By Maritza Hernandez & Maliheh Aramon
Quantum annealing is a promising technique which leverages quantum mechanics to solve hard optimization problems. Considerable progress has been made in the development of a physical quantum annealer, motivating the study of methods to enhance the efficiency of such a solver. In this work, we present a quantum annealing approach to measure similarity among molecular structures. Implementing real-world problems on a quantum annealer is challenging due to hardware limitations such as sparse connectivity, intrinsic control error, and limited precision. In order to overcome the limited connectivity, a problem must be reformulated using minor-embedding techniques. Using a real data set, we investigate the performance of a quantum annealer in solving the molecular similarity problem. We provide experimental evidence that common practices for embedding can be replaced by new alternatives which mitigate some of the hardware limitations and enhance its performance.

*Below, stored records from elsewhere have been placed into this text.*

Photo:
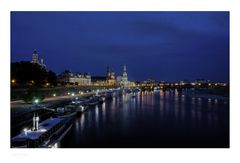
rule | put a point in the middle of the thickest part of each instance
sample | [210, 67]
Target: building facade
[36, 61]
[123, 80]
[69, 78]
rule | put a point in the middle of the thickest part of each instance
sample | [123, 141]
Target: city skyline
[165, 46]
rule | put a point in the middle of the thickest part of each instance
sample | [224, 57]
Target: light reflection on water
[149, 116]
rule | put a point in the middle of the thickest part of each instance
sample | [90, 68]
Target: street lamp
[36, 101]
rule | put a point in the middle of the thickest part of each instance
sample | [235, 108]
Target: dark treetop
[160, 45]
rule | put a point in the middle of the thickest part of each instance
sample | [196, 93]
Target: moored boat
[45, 134]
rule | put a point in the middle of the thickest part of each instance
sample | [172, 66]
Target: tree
[52, 78]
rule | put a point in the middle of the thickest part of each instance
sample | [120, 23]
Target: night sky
[165, 46]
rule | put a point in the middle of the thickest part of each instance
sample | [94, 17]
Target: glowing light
[36, 101]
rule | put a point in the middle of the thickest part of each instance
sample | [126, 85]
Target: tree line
[25, 74]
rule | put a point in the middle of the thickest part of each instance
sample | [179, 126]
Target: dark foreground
[153, 119]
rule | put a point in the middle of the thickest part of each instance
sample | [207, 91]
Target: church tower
[108, 75]
[35, 57]
[125, 73]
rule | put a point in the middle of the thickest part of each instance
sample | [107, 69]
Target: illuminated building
[67, 77]
[35, 60]
[123, 80]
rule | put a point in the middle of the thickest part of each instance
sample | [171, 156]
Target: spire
[34, 57]
[124, 68]
[107, 68]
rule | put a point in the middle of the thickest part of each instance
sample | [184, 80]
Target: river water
[152, 119]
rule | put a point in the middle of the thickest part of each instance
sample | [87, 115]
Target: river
[152, 119]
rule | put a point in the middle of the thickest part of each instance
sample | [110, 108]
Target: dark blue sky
[167, 46]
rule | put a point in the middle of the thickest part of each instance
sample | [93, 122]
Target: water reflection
[151, 118]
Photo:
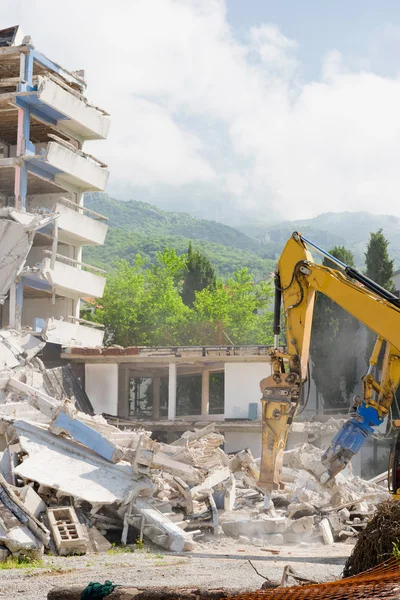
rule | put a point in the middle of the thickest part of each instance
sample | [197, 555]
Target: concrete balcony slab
[69, 168]
[71, 281]
[77, 226]
[66, 334]
[66, 110]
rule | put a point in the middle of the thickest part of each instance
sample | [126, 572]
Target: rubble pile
[72, 482]
[306, 511]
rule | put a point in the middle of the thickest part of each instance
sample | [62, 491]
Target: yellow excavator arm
[297, 278]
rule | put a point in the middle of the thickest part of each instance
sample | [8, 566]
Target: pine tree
[199, 274]
[380, 269]
[333, 346]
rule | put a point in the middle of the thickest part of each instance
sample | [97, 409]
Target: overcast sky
[237, 109]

Common practices for embedding include minimizing either the number of qubits or the chain length, and determining the strength of ferromagnetic couplers empirically. We show that current criteria for selecting an embedding do not improve the hardware’s performance for the molecular similarity problem. Furthermore, we use a theoretical approach to determine the strength of ferromagnetic couplers. Such an approach removes the computational burden of the current empirical approaches, and also results in hardware solutions that can benefit from simple local classical improvement. Although our results are limited to the problems considered here, they can be generalized to guide future benchmarking studies.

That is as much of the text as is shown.